Полицейскому агенту и провокатору Ицхаку Бен-Давиду, проживающему по Бухарской улице, № 113 в Хайфе неоднократно посылались предупреждения, в которых ему предлагалось прекратить предательскую деятельность.
Ввиду того, что эти предупреждения игнорировались, руководство Иргун цваи леуми, выслушав представленные ему свидетельские показания, признало Ицхака Бен-Давида виновным в измене народу и приговорило его к смерти.
Приговор будет приведен в исполнение при первой же возможности».
— Да, забавно, — заметила Джойс.
— Не слишком забавно. Эти ребята не шутят. В результате того, что они называют «ответными действиями», они убили довольно много арабов.
— Арабы — другое дело. Но человека, работающего на нас, они убить не посмеют.
— Хотел бы я знать… — начал он, но тут вошел слуга, который доложил, что явились первые гости, — профессор Шенкин из Еврейского университета вместе с супругой.

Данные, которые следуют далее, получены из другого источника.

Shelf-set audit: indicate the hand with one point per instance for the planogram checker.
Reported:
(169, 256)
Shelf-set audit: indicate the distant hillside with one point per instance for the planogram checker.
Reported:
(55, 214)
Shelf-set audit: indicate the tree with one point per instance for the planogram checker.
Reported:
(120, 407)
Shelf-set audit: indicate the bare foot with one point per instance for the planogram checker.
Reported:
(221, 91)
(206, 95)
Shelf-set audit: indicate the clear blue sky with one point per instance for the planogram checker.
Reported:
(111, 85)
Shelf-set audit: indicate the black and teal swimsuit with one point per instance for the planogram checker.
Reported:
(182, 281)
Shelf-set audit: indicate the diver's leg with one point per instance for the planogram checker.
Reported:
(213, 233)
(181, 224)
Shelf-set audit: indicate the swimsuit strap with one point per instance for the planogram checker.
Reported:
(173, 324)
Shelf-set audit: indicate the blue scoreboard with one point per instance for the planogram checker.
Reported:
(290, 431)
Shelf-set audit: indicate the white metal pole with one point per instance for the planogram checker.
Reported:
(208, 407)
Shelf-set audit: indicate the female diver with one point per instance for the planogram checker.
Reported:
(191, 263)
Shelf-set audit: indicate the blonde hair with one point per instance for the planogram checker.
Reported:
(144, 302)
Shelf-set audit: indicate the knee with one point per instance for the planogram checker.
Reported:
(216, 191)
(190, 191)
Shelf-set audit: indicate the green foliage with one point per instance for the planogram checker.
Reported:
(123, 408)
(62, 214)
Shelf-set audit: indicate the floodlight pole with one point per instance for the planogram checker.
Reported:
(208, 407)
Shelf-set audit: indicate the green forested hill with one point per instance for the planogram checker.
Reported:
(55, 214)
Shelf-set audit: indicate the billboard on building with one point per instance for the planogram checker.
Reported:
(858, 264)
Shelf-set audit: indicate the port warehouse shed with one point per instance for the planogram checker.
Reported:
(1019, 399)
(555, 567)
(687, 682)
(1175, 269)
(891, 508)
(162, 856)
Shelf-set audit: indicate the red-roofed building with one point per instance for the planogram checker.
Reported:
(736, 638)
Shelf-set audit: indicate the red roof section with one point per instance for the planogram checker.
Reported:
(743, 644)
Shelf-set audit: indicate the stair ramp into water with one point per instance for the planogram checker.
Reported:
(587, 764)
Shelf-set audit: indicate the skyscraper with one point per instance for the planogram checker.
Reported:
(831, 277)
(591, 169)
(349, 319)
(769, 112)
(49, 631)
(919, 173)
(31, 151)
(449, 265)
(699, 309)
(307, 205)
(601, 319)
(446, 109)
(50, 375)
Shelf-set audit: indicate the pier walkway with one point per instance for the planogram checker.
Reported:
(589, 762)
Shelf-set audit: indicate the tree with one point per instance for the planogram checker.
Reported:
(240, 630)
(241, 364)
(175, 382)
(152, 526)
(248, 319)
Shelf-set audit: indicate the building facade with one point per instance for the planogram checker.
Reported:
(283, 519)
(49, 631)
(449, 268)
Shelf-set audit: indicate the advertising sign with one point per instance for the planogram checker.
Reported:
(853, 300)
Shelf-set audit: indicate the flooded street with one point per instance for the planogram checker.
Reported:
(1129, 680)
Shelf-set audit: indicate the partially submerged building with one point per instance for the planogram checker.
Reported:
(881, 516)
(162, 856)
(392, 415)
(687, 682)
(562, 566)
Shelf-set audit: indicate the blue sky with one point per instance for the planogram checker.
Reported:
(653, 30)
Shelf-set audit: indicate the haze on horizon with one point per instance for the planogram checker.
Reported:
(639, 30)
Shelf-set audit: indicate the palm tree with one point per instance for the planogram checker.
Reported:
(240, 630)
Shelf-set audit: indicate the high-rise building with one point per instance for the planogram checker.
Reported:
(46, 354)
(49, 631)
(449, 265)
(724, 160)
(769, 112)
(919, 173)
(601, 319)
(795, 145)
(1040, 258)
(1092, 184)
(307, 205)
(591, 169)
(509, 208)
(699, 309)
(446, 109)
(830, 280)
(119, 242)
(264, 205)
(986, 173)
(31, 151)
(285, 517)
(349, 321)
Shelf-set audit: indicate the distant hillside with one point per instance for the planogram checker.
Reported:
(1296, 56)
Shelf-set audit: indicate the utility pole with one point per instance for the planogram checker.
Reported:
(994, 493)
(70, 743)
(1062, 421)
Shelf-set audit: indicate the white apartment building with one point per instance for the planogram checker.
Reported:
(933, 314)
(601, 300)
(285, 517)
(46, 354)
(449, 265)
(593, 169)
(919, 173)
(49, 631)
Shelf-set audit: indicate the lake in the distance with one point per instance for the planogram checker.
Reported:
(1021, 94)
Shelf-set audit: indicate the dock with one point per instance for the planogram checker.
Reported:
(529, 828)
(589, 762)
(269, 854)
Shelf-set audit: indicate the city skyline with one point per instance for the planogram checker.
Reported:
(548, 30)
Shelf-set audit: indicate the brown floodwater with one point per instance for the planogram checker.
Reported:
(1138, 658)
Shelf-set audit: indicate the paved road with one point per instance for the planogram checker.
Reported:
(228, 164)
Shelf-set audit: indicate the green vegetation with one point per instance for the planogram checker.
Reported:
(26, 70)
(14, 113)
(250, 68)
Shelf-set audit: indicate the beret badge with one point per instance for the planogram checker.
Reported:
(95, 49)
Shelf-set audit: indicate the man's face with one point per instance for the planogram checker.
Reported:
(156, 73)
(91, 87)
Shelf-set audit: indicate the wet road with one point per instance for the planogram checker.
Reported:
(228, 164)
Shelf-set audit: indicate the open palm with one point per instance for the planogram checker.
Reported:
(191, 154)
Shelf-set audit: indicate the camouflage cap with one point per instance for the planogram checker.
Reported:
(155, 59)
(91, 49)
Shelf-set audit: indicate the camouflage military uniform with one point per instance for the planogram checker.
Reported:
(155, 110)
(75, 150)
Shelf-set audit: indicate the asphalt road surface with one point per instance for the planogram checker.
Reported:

Профессор Шенкин, пожилой, небольшого роста человек с козлиной бородкой, уже направлялся к хозяйке дома, кланяясь и протягивая руку. Его жена Ревекка, приземистая и смуглая, происходила из старинной иерусалимской семьи, которая проживала в стране больше ста лет. Ее отец, булочник из Старого города, нажил состояние на спекуляциях недвижимостью и владел несколькими домами в квартале Меа Шеарим. Он был набожным евреем и горячим противником политического сионизма. Дескать, в старые времена при турках, когда евреев было здесь всего несколько тысяч — в большинстве своем старые, святые люди, приехавшие в страну умирать, — мусульмане относились к ним терпимо. Ну, бывали изредка погромы, но разве их можно было назвать настоящими погромами? Зато сейчас, с приходом сионистов, с их разговорами о еврейском государстве, арабы ожесточились. Национальный фонд невероятно затруднил спекуляцию землей, безбожная молодежь в киббуцах оскверняет своим присутствием землю, а рабочие в пекарнях организовались в профсоюзы. Госпожа Шенкин в глубине души соглашалась с отцом, но никогда не спорила со своим мужем, выходцем из Бухареста и сионистом, хотя и умеренного толка. Она гордилась тем, что была женой профессора университета, а тот факт, что деньги ее отца сыграли не последнюю роль при заключении брака, ее ничуть не беспокоил. Разве ученый женился бы на дочери булочника, если у нее не было бы денег? В благодарность она родила ему пятерых детей, и их брак был очень счастливым.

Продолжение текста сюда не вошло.